Was there an interesting invention that helped Citrus & Salt make it through the pandemic?

The most interesting thing to me is the to-go. People love the to-go drinks. I’m hoping that that’s something that they let us stay with because it’s great. Like you’re leaving, you’re going home, you want one more drink, but you’re closed out, so you can take a drink home. I think that’s a really cool thing. 

I would love to always offer [to-go cocktails]. Especially if it’s last call, to always have that option; it’s great for the guests, and it’s great for us. We do really cute ones that look like Capri Sun pouches. And we also have the bikini bottles and the palm tree bottles, which people can take to go – everyone loves those. 

Is there a bartending trend you can’t wait to try?

I don’t know. It’s tough to pick one particular trend, because everybody’s been kind of out of it for a while. Once things are completely opened up, then you’re gonna see a lot of really cool things. People are gonna really try some different things. What makes it so fun here is that you can use crazy garnishes, because it’s not a classic cocktail bar. We have great cocktails, but they’re not your run-of-the-mill kind of thing.

An array of summer cocktails at Citrus & Salt (left) The large format cocktail Tequila On My Mind // Herradura Silver, St. Germaine, Butterfly Pea Tea, white cranberry, lime, agave (right)

What would you say are the best ways consumers can support Citrus & Salt going forward? 

Just come in. Come in dine with us! Take cocktails to go. Visit as much as you can. Yeah, that’s all. We’d love is to have everybody come in, and we’re ready! I feel like when you’re here, you feel like you’re on a bit of a vacation. It’s like a nice break to come in and be like, ‘okay, I can take my hour and a half and kind of forget about everything.’ 

Are there any events coming up that you guys are really excited about?

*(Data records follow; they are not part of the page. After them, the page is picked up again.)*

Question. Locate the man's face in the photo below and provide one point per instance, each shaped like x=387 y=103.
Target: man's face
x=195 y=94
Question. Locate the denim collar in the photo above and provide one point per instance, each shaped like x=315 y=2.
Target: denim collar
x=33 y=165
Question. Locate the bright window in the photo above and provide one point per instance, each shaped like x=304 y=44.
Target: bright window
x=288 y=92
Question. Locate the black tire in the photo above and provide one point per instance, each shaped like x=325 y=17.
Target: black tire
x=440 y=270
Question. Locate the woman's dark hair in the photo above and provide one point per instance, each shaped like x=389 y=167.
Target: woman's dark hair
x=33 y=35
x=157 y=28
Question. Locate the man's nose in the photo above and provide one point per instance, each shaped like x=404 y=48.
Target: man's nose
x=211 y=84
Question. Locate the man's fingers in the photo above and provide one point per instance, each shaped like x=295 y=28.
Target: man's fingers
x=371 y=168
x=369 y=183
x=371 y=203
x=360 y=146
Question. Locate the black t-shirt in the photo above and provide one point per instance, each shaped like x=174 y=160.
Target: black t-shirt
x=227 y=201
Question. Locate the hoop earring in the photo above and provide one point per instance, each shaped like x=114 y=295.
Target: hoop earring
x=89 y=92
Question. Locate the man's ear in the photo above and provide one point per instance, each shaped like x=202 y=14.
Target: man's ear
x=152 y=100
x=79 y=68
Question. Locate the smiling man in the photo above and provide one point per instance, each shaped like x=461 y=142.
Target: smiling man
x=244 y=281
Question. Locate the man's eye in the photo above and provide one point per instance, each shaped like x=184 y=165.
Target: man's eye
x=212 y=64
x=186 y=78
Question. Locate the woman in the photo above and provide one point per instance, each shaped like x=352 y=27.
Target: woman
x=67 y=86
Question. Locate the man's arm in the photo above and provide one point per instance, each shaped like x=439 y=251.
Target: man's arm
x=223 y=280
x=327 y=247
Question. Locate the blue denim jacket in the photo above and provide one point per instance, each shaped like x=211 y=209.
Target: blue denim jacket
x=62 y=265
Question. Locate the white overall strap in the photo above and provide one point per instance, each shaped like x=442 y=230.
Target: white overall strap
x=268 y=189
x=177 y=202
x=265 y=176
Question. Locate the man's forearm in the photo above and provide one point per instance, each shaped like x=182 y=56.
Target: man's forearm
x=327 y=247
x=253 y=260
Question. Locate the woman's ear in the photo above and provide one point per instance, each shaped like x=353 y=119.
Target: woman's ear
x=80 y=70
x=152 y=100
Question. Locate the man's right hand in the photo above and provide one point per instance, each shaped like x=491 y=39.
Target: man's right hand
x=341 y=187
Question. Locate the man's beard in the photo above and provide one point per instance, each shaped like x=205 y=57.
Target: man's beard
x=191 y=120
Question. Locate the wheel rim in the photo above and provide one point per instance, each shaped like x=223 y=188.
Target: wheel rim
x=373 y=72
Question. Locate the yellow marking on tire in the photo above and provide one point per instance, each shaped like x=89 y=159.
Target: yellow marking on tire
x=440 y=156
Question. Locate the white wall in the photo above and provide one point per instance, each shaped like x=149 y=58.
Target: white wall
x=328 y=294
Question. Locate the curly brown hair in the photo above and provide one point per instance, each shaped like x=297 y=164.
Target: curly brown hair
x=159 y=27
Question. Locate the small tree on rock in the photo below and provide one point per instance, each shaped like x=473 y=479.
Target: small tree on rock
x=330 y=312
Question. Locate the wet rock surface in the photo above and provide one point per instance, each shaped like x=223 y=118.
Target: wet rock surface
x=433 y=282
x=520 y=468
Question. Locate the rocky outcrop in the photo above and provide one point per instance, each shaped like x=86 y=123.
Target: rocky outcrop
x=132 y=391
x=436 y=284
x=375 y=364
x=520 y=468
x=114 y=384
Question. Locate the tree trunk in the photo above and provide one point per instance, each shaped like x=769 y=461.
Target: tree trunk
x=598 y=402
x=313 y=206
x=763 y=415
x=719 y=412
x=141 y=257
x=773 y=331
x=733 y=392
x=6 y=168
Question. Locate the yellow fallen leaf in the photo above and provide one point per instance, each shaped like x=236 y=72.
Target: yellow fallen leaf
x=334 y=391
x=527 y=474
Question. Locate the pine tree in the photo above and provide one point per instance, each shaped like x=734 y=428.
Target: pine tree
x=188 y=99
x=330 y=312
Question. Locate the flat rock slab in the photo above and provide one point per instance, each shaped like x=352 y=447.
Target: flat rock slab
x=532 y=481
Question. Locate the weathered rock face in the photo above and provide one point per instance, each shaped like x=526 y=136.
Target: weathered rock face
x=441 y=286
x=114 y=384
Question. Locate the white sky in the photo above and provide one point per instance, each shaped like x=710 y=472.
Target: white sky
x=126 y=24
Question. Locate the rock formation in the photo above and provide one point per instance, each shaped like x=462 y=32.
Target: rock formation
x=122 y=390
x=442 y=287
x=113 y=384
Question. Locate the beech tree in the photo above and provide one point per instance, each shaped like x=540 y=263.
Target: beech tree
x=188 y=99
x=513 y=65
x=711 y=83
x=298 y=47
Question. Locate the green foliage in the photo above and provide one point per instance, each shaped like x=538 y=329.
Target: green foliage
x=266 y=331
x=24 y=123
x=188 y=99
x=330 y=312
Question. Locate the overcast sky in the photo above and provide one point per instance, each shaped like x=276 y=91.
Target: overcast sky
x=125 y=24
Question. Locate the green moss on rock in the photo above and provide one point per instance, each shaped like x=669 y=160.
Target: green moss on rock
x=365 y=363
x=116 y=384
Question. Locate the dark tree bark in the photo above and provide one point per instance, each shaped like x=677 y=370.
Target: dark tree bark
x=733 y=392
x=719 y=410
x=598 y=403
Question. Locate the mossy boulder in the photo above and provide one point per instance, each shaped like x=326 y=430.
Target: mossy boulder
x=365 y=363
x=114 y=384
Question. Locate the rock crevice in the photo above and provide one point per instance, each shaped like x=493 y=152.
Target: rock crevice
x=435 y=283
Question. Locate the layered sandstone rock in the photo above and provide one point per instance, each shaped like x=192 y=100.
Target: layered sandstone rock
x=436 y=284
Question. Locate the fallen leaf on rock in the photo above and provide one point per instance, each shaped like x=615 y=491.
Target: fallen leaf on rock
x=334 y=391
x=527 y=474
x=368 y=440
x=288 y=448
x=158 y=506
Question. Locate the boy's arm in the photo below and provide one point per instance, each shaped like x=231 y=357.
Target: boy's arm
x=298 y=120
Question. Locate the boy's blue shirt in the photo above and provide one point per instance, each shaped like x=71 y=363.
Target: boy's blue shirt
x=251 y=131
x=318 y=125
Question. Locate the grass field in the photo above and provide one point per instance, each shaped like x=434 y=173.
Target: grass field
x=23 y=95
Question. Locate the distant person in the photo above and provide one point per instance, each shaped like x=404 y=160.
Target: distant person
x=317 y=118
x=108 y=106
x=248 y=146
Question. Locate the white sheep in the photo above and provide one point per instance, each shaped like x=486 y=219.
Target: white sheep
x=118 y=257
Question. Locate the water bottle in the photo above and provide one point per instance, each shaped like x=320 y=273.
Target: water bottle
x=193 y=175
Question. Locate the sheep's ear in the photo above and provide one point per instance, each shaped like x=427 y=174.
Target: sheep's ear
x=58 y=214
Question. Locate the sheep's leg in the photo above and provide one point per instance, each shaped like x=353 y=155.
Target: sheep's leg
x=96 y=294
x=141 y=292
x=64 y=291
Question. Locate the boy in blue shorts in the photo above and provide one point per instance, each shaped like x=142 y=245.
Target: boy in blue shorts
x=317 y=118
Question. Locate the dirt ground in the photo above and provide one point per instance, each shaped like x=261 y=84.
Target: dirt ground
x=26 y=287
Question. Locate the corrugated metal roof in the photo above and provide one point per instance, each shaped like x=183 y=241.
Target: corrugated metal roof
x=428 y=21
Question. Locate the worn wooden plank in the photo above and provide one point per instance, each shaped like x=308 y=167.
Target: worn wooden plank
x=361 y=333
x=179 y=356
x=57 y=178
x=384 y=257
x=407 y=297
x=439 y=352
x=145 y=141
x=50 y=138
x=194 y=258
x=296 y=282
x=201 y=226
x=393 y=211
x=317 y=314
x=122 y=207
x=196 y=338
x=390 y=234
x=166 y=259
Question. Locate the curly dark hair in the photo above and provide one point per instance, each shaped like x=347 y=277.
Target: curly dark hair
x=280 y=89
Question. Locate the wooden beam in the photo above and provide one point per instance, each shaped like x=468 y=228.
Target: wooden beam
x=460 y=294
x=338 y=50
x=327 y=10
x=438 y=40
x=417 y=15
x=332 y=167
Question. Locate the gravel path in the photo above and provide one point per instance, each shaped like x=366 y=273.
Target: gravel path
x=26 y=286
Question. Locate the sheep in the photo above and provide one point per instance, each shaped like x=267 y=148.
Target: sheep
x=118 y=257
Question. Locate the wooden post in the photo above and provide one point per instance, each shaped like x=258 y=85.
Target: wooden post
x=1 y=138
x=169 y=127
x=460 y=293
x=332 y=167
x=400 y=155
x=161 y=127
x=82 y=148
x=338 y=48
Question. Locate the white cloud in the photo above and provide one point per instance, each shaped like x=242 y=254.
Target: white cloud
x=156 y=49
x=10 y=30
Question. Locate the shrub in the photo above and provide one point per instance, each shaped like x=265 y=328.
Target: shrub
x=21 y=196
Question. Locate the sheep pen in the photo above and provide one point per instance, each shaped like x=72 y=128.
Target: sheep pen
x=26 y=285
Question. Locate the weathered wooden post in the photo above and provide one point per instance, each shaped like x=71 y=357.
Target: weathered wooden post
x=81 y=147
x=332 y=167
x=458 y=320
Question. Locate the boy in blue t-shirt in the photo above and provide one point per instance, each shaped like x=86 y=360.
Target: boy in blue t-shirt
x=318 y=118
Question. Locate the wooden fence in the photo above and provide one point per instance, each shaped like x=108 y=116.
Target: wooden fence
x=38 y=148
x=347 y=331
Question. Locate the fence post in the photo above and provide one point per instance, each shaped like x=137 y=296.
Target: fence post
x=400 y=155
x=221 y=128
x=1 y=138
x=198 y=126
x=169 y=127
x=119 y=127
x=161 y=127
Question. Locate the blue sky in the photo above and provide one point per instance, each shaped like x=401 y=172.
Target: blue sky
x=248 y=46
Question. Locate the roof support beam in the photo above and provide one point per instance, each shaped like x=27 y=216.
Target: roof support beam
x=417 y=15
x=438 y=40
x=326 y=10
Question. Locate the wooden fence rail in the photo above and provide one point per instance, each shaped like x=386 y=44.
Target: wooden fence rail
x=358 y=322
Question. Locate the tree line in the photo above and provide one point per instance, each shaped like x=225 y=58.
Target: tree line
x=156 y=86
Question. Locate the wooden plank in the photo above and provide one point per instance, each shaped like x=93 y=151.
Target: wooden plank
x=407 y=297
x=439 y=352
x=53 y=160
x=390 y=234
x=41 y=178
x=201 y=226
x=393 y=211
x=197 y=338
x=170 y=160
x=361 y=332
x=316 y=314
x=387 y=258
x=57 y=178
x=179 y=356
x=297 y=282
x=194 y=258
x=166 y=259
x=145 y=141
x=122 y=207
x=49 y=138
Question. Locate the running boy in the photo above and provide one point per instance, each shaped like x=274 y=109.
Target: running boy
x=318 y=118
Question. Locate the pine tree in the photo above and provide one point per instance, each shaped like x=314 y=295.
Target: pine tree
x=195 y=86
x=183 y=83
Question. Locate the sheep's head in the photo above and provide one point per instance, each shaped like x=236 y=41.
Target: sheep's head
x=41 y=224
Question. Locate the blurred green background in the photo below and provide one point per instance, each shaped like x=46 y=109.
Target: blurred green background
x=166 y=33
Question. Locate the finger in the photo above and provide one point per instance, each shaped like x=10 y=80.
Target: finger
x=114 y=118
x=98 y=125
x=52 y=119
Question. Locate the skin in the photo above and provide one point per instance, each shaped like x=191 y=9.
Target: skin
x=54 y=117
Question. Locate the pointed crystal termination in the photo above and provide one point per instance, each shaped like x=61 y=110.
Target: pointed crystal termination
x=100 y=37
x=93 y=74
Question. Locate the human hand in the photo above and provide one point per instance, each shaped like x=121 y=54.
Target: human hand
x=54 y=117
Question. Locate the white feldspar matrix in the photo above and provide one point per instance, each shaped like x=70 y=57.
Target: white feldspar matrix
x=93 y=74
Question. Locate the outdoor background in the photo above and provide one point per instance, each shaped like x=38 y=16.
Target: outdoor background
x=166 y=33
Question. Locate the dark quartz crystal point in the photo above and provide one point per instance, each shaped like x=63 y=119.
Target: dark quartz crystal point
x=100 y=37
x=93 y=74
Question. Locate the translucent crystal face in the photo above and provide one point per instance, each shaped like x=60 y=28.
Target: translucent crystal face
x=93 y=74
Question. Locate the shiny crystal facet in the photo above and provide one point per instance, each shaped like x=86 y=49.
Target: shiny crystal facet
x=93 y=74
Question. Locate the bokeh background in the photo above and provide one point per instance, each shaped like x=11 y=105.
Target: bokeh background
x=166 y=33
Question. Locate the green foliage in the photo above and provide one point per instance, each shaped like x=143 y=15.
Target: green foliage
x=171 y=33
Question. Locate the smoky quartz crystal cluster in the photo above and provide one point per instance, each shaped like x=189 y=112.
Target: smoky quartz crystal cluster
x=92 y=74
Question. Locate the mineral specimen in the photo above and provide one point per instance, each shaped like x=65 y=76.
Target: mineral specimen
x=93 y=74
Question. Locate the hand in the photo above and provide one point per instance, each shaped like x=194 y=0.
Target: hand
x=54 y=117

We’re just looking forward to getting back and having people back here. I think that things are opening up more so once we can do that, we’ll have more things going on – on August 1st, we’ll be able to go full capacity. But for us, we do a drink special every week, which keeps people coming in and trying new things. 

As far as larger plans go, how do you think the pandemic experience will affect bartending in the future for you, Citrus & Salt and the Boston bar scene?

I think it’s definitely gonna make people more grateful for being able to go out and have those interactions with people. Especially for me, I always felt like bartending – you make connections with people. And that’s why a lot of people go out; it’s because they want that connection, and they keep going to the same place. So I think that’s going to be important moving forward, once we do get more back to normal. Either making new connections, or remaking the ones that we haven’t had in a year and a half. People will see how important it is, because you saw how much you missed it over the year and a half, not seeing those people. It’s not just somebody that you go and get a drink from, or somebody coming in to get a drink from you – it’s somebody that you build a relationship with. So it’s a bummer when you haven’t had that relationship for so long. I think we’re all gonna take a step back and be like, ‘yeah, this really is important.’ It’s part of our culture; it’s part of who we are. 

This interview has been edited and condensed for brevity and clarity.
Back Behind the Bar is four-part series that shares the stories of beverage professionals as they reemerge post-pandemic and get back behind the bar.